The controversial act of mourning for Japan’s murdered ex-Prime Minister Shinzo Abe is taking place under tightened security precautions. As the Japanese television station NHK reported, around 20,000 police officers were mobilized for the event planned for Tuesday at the Nippon Budokan martial arts hall in Tokyo.
Around 4,300 guests are expected to attend the state funeral, including around 700 foreign dignitaries such as US Vice President Kamala Harris and the Prime Ministers of South Korea, India and Australia. According to polls, a large majority of Japanese people are opposed to the slain Abe receiving millions of taxpayer dollars in national mourning.
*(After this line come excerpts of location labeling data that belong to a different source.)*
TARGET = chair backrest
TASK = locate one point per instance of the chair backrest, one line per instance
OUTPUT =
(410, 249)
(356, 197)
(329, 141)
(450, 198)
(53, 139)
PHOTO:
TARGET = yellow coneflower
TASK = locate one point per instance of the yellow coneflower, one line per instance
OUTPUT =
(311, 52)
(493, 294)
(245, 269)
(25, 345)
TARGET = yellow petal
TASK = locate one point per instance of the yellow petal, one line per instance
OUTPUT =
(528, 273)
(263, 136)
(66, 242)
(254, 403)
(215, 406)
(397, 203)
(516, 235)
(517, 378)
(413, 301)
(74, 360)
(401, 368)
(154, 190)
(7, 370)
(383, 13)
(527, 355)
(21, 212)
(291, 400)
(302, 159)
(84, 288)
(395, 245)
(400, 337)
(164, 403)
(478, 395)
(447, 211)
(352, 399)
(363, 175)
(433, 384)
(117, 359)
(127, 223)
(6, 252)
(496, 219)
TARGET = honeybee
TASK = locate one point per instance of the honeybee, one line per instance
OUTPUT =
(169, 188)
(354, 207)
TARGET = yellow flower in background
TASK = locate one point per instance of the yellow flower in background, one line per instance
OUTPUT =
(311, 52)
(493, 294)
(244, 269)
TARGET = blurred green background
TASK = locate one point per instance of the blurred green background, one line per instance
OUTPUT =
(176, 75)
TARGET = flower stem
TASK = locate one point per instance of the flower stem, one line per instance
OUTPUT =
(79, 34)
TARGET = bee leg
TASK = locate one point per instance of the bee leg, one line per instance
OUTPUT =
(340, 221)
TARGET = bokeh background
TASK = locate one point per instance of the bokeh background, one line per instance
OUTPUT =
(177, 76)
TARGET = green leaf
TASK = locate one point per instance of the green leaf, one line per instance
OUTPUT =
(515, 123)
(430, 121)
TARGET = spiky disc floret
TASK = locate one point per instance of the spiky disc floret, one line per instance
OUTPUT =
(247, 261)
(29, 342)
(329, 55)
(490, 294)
Abe was shot dead by an ex-military man on July 8 while delivering a campaign speech in the city of Nara. The assassin had stated that he had killed Abe out of hatred for the controversial Mun sect. His mother financially ruined and destroyed the family with horrendous donations to the cult to which Abe was connected.
Nepotism scandals
Although Abe is regarded worldwide as a deserving statesman, the right-wing conservative was controversial at home with his nationalist agenda and his involvement in several scandals surrounding nepotism. Add to that Abe’s involvement – and that of his ruling Liberal Democratic Party (LDP) – in the Mun sect.
A state mourning act for a former prime minister has been unusual in Japan since World War II. Since then, this has happened only once, in 1967 for Shigeru Yoshida. Japan’s incumbent Prime Minister Fumio Kishida had announced the act of mourning for his predecessor Abe without prior consultation in Parliament. The Prime Minister’s poll ratings have plummeted in the face of protests against the act of national mourning and Kishida’s party’s links to the Mun sect.